Le Comité de Coordination Tripartite, né d’une crise, chancelle désormais sous le coup d’une autre. Serge Allegrezza nous a expliqué les enjeux de cette situation. La crise de 2009 a en effet montré l’incapacité de fonctionnement du Comité de Coordination Tripartite, qui a été remplacé par des réunions bipartites. Malgré ses caractéristiques, la situation du Luxembourg est donc similaire à celle des autres pays d’Europe face à la crise, avec deux grandes tendances : le renforcement des conflits et la négociation des compromis.

Au-delà de cette crise, c’est la mutation même de la société qui remet en question le dialogue social. En effet, l’élargissement de l’Union européenne à 27 a permis l’émergence d’une nouvelle scène syndicale, bouleversant les systèmes en place. De la même manière, la mondialisation, la dérégulation et la gouvernance mondiale ont défini de nouveaux acteurs internationaux, au détriment des anciens. Comment alors gérer le dialogue social dans une entreprise possédant des filiales dans des pays aux législations différentes ? Néanmoins, comme l’a expliqué Paul Zahlen, il ne s’agit pas d’invoquer ces nouvelles contraintes pour ne plus agir aux échelons inférieurs. Au contraire, pour y remédier, il faut miser sur le « management participatif » qui a l’avantage de stimuler les performances des entreprises qui y recourent.

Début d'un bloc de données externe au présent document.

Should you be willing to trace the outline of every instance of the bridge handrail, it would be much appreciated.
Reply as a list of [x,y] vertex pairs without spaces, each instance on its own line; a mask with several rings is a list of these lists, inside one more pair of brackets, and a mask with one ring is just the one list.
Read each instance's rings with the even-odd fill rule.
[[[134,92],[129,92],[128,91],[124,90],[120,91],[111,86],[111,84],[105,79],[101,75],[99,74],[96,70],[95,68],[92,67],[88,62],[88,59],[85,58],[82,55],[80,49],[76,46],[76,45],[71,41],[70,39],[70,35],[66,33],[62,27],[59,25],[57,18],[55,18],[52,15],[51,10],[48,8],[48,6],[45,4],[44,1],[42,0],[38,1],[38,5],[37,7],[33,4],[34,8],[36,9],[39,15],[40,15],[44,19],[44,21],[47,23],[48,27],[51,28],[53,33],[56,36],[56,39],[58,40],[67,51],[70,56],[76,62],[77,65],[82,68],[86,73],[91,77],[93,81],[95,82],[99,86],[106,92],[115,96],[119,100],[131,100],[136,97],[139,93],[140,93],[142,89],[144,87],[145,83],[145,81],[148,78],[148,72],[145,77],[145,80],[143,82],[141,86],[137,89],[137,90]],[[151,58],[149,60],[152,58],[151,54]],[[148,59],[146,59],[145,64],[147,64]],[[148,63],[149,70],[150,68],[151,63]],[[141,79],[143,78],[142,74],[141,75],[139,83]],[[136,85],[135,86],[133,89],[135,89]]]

Par ailleurs, au Luxembourg, on tente maintenant d’intégrer les frontaliers au pacte social puisqu’ils ont désormais la possibilité de participer aux élections sociales, et donc d’élire leurs représentants à la Chambre des Salariés. Toutefois, selon Franz Clément, leur participation, difficile à estimer faute de chiffres officiels, semble rester faible.

Pour Thierry Schuman et Marc Kieffer, le renouveau du dialogue social s’inscrit donc désormais dans une démarche innovante, parfois en dehors du cadre légal, pour déterminer ce qui augmente la qualité de vie des gens. De plus, tous s’accordent à dire qu’il faut une coordination d’ensemble et à tous les niveaux, Philippe Poirier insistant sur la complémentarité entre les gouvernements de l’Union européenne et l’action de l’Union européenne car le Luxembourg dépend aussi de l’économie-monde.